この記事では、旭川市内でNIPTを受けられるおすすめのクリニック・病院を一覧でご紹介します。それぞれの施設の特徴、費用、住所、アクセスに加えて、絶対に知っておくべき「施設の選び方」についても丁寧に解説します。
旭川市内でNIPTを受ける施設を選ぶ際、ご自身の考え方やライフスタイルに合わせて、以下の3つの基準をチェックすることが大切です。
日本のNIPT実施施設は、大きく2つのカテゴリーに分かれます。この違いが施設選びの最大のポイントになります。
特徴: 旭川医科大学病院などの総合病院や、認証を受けた一部の産婦人科が該当します。臨床遺伝専門医らによる専門的な「遺伝カウンセリング」が手厚く行われます。
検査項目: 21、18、13トリソミーの3つの染色体疾患のみ。

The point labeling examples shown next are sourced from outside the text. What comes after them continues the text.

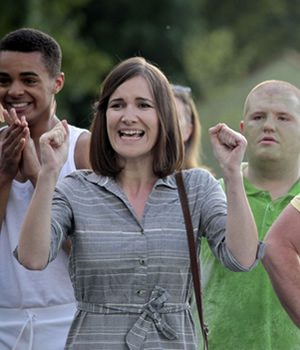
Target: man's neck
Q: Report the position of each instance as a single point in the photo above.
(274, 177)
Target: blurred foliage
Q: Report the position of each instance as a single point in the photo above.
(210, 45)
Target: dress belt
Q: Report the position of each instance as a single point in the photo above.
(152, 309)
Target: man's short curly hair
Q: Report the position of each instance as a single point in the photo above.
(32, 40)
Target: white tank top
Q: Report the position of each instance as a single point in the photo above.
(19, 287)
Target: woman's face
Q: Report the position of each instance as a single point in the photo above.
(132, 120)
(185, 125)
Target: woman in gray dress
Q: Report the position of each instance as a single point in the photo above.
(129, 262)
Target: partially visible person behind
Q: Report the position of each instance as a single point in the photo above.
(242, 310)
(189, 124)
(36, 307)
(282, 258)
(129, 262)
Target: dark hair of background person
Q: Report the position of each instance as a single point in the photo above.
(192, 145)
(168, 150)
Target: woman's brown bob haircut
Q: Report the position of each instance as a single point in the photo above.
(168, 151)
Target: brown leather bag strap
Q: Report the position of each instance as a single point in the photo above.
(193, 256)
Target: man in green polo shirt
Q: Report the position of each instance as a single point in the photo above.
(242, 310)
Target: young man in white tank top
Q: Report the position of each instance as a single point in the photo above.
(36, 307)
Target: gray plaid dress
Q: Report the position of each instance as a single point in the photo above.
(132, 278)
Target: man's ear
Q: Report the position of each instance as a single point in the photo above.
(242, 126)
(59, 81)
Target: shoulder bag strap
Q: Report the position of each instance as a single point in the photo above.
(193, 256)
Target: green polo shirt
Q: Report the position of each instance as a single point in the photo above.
(241, 309)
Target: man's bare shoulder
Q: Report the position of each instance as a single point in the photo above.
(82, 151)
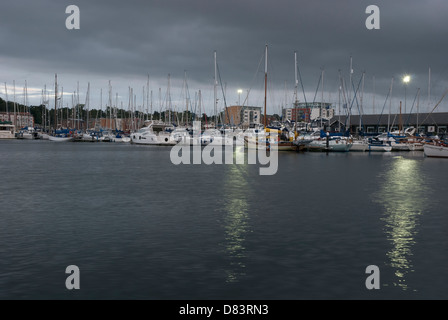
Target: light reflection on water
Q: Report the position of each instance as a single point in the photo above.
(236, 219)
(399, 194)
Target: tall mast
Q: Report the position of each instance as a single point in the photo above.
(15, 106)
(215, 87)
(6, 93)
(322, 102)
(55, 101)
(265, 83)
(429, 89)
(390, 105)
(147, 99)
(296, 84)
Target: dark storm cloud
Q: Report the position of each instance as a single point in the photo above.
(129, 39)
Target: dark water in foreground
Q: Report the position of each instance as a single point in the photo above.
(139, 227)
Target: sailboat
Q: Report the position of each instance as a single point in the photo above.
(436, 150)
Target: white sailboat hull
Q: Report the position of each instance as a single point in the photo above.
(60, 139)
(435, 151)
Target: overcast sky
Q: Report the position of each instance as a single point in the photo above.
(125, 41)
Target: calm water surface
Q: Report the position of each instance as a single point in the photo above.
(139, 227)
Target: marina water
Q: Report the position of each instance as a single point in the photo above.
(139, 227)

性別判定は教えてもらえません。
受検条件: 原則として「夫婦(パートナー)同伴での受診」が必須となります。
特徴: 日本医学会の認証を受けていない民間のクリニックです。「違法」というわけではなく、独自の基準で幅広い検査を提供しています。
検査項目: 基本の3疾患に加え、全染色体検査、微小欠失症候群の検査、そして「性別判定」も可能な施設がほとんどです。

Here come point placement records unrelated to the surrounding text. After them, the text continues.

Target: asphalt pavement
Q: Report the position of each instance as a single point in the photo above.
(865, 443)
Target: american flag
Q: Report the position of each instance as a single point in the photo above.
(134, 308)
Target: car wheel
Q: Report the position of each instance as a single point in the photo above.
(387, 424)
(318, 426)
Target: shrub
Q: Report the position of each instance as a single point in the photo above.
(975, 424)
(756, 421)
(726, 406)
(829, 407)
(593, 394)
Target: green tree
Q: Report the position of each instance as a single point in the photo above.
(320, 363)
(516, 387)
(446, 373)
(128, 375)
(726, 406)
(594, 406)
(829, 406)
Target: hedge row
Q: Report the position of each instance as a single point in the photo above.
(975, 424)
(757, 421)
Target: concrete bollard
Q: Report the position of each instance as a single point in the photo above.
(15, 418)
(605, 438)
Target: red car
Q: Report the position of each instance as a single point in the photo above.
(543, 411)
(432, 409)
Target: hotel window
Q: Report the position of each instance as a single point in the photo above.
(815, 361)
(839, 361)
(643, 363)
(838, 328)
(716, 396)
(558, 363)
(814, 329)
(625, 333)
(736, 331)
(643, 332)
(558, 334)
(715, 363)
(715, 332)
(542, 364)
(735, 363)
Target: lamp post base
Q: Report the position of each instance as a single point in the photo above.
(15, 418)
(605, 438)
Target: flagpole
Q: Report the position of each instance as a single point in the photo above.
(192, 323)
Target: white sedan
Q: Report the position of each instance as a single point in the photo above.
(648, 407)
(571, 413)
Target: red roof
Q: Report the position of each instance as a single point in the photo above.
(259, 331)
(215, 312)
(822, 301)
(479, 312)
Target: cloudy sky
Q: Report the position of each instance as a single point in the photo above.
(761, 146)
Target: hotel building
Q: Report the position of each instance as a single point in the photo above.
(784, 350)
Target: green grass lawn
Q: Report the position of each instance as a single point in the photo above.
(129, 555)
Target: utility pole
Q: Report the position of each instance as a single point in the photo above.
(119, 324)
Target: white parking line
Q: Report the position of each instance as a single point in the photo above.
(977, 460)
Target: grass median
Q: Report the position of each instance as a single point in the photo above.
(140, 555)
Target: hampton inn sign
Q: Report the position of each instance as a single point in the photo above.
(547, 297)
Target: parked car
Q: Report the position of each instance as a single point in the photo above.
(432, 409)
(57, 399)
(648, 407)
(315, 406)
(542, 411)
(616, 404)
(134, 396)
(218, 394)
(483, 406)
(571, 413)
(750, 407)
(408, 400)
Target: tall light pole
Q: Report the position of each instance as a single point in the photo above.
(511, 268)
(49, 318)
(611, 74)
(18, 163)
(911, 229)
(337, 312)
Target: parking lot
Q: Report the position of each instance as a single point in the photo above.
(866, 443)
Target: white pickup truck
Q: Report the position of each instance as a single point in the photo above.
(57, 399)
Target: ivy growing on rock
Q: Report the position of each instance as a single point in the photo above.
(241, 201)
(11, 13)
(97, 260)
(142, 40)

受検条件: 妊婦さん一人での受診が可能で、紹介状も不要な場合が多く、仕事で忙しい方でも通いやすいのが特徴です。
「もし陽性判定が出たらどうすればいいのか」という不安に対して、専門的なアドバイスをくれるのが遺伝カウンセリングです。認可施設ではこのカウンセリングが必須となっており、時間をかけて不安や疑問を解消してくれます。認可外施設を選ぶ場合でも、遺伝専門医が在籍しているか、オンライン等でしっかり相談できる体制があるかを確認しましょう。
NIPTは「非確定的検査」であるため、万が一陽性だった場合は、結果を確定させるために「羊水検査」を受ける必要があります。羊水検査には通常10万〜15万円ほどの高額な費用がかかります。施設によっては、この羊水検査の費用を全額、あるいは一部負担してくれるサポート制度があります。追加費用の不安を減らすためにも、アフターフォローの有無は必ずチェックしてください。
まずは、旭川市内でNIPTを受検できる主な施設の概要を比較してみましょう。
| 施設名 | 施設区分 | 検査項目 | 費用目安(NIPTのみ) | アクセス・所在地 |
|---|---|---|---|---|
| 旭川医科大学病院 | 認可 (基幹) | 3つのトリソミー | 約9.9万円(+カウンセリング料) | 医大病院前バス停すぐ |
| 旭川厚生病院 | 認可 (連携) | 3つのトリソミー | 99,000円(+カウンセリング料) | 旭川四条駅 徒歩15分 |
| みずうち産科婦人科 | 認可 (連携) | 3つのトリソミー | 施設へ要確認 | 豊岡4条3丁目バス停近 |
| ヒロクリニック提携院 | 認可外 | 全染色体・性別等 | 約5万円〜 | 旭川市内の提携院 |
| ミネルバクリニック | 認可外 | 全染色体・性別等 | 約10万円〜 | オンライン+旭川で採血 |
ここからは、旭川市内で利用できる各クリニック・病院の詳細な特徴や強みをご紹介します。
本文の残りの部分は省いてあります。